"My own view would be to let Saddam bluster, let him rant and rave all he wants. As long as he behaves himself within his own borders, we should not be addressing any attack or resources against him"
About this Quote
There is a particular kind of confidence that only exists in hindsight: the belief that an autocrat is safest when ignored. Dick Armey’s line performs that confidence as policy - treating Saddam Hussein less as a strategic problem than as a noisy irritant. The verb choices do the work. “Bluster,” “rant,” “rave” reduce a dictator’s threats to theater, a tantrum for the cameras. It’s not just skepticism; it’s infantilization, a way to strip urgency from a foreign-policy debate that thrives on urgency.
The governing premise is classic post-Cold War restraint: sovereignty as a bright line and American power as a scarce resource. “Within his own borders” is doing heavy moral and legal lifting, implying that internal repression, regional intimidation, and the slow-burn dangers of regime behavior don’t obligate outside intervention. Armey’s “behaves himself” frames the standard not as human rights or international norms but as conduct management - like dealing with a troublesome neighbor, not a state that has already tested the world’s tolerance.
Context matters: this is the language of a political class wary of “quagmires,” allergic to open-ended commitments, and attuned to voter fatigue with foreign entanglements. The subtext is as domestic as it is geopolitical: don’t spend blood and money on a problem that can be contained, because containment reads as prudence at home.
What makes it rhetorically effective is its calm. It offers the listener relief - a permission slip not to panic. The risk, of course, is that “letting him bluster” is also a way of misreading preparation as performance.
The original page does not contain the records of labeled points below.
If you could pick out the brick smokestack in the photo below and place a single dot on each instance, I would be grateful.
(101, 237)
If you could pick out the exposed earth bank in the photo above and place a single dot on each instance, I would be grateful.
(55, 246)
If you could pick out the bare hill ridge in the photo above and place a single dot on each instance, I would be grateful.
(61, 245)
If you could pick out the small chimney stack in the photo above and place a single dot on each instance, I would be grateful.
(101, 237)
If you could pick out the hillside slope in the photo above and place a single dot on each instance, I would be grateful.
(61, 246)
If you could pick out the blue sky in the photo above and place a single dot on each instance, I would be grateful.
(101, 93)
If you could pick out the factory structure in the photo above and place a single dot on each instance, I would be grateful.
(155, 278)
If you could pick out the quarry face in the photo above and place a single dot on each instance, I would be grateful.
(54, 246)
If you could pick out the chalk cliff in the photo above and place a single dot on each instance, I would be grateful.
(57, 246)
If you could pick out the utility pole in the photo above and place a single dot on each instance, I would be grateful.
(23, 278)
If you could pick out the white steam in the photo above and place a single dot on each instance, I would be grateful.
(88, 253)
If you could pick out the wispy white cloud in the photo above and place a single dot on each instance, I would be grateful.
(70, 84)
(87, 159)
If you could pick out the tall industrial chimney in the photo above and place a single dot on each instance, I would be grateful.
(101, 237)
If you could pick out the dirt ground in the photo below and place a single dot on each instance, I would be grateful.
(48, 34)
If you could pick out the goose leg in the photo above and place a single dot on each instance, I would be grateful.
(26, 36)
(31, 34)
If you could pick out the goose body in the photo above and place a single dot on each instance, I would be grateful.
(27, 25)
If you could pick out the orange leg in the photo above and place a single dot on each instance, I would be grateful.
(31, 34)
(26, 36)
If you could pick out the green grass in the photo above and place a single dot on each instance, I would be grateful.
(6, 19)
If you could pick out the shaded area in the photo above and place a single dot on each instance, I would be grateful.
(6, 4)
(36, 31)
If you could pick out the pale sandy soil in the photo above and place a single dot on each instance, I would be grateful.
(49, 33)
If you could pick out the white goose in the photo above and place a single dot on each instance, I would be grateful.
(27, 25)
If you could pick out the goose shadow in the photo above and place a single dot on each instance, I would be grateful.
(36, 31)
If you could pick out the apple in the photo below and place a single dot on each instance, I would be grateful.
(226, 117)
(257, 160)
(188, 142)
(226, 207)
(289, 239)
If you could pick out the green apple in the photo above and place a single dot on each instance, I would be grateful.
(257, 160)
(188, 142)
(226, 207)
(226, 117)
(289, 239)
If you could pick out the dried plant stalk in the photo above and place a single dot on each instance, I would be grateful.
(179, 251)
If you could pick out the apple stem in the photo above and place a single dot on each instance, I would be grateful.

The governing premise is classic post-Cold War restraint: sovereignty as a bright line and American power as a scarce resource. “Within his own borders” is doing heavy moral and legal lifting, implying that internal repression, regional intimidation, and the slow-burn dangers of regime behavior don’t obligate outside intervention. Armey’s “behaves himself” frames the standard not as human rights or international norms but as conduct management - like dealing with a troublesome neighbor, not a state that has already tested the world’s tolerance.
Context matters: this is the language of a political class wary of “quagmires,” allergic to open-ended commitments, and attuned to voter fatigue with foreign entanglements. The subtext is as domestic as it is geopolitical: don’t spend blood and money on a problem that can be contained, because containment reads as prudence at home.
What makes it rhetorically effective is its calm. It offers the listener relief - a permission slip not to panic. The risk, of course, is that “letting him bluster” is also a way of misreading preparation as performance.